Los SSD escriben datos en pequeñas unidades llamadas páginas, pero solo pueden borrar información en bloques, que agrupan varias páginas. Al estar casi completo, el controlador debe realizar múltiples pasos: leer el bloque, mover los datos válidos, borrar el bloque y finalmente escribir los nuevos datos.

Este proceso, que antes se resolvía en un solo paso, ahora puede requerir hasta cuatro, multiplicando la carga de trabajo y el tiempo necesario para completar cada operación. Como consecuencia, la velocidad de escritura puede disminuir de 10.000 MB/s a menos de 1.000 MB/s, un descenso del 100 % al 10 % de la capacidad real. Además, este trabajo extra desgasta las celdas de memoria, acortando la vida útil del SSD.

Recolección de basura y el papel del Over-provisioning en los SSD

Para mitigar los efectos del espacio lleno, los SSD modernos implementan sistemas de recolección de basura (Garbage Collection), que reorganizan constantemente los datos y liberan bloques en segundo plano. Este proceso depende del comando TRIM, que indica al disco qué archivos pueden eliminarse de forma segura.

disco duro mecánico - SSD - PC - tecnología - 5 de marzo
Los SSD usan memoria flash, lo que permite acceder a los datos mucho más rápido que los discos duros mecánicos. (Imagen Ilustrativa Infobae)

Sin embargo, si el SSD supera el 90 % de capacidad, la recolección de basura pierde eficiencia por la falta de espacio temporal para mover los datos, lo que ralentiza aún más el funcionamiento del disco.
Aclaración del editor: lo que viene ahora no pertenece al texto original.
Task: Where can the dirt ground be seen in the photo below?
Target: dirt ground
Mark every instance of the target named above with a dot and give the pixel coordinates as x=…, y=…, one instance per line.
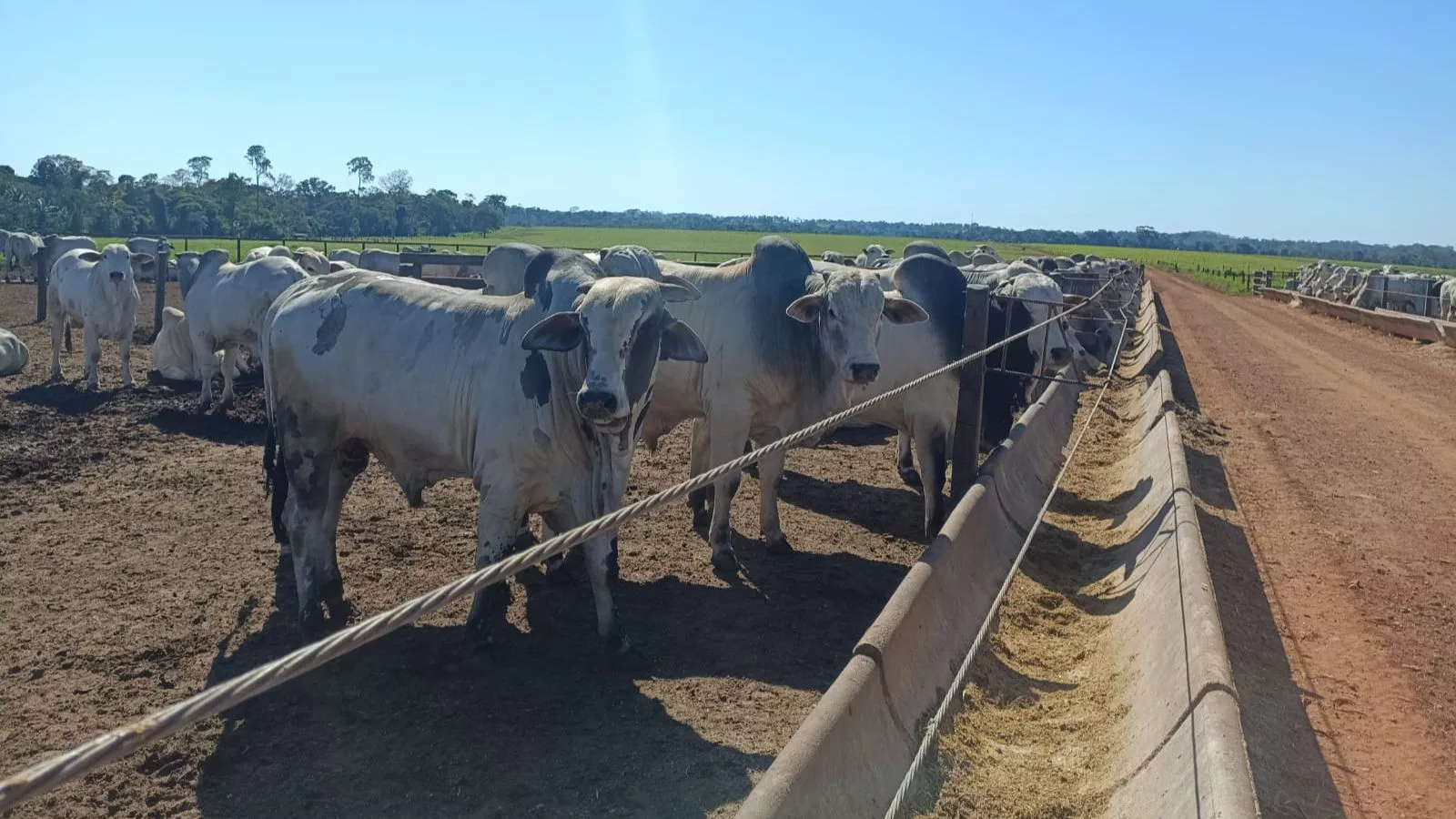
x=137, y=567
x=1324, y=462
Los fabricantes incorporan una solución adicional llamada Over-provisioning: reservan una parte de la memoria NAND invisible para el usuario, que sirve como zona de maniobra para las operaciones internas del SSD.

Por ejemplo, en un disco etiquetado como 1 TB, puede haber realmente 1,1 TB de memoria para asegurar que siempre exista un colchón de espacio libre. No obstante, si el usuario llena la partición principal hasta el tope, incluso este margen resulta insuficiente.

Por eso, los especialistas recomiendan nunca superar el 80 % o 85 % de la capacidad total del SSD para garantizar la máxima velocidad y prolongar la vida útil del dispositivo. Mantener un margen de espacio libre no solo mejora el rendimiento en el día a día, sino que protege el disco ante un desgaste innecesario causado por procesos internos de limpieza y reorganización.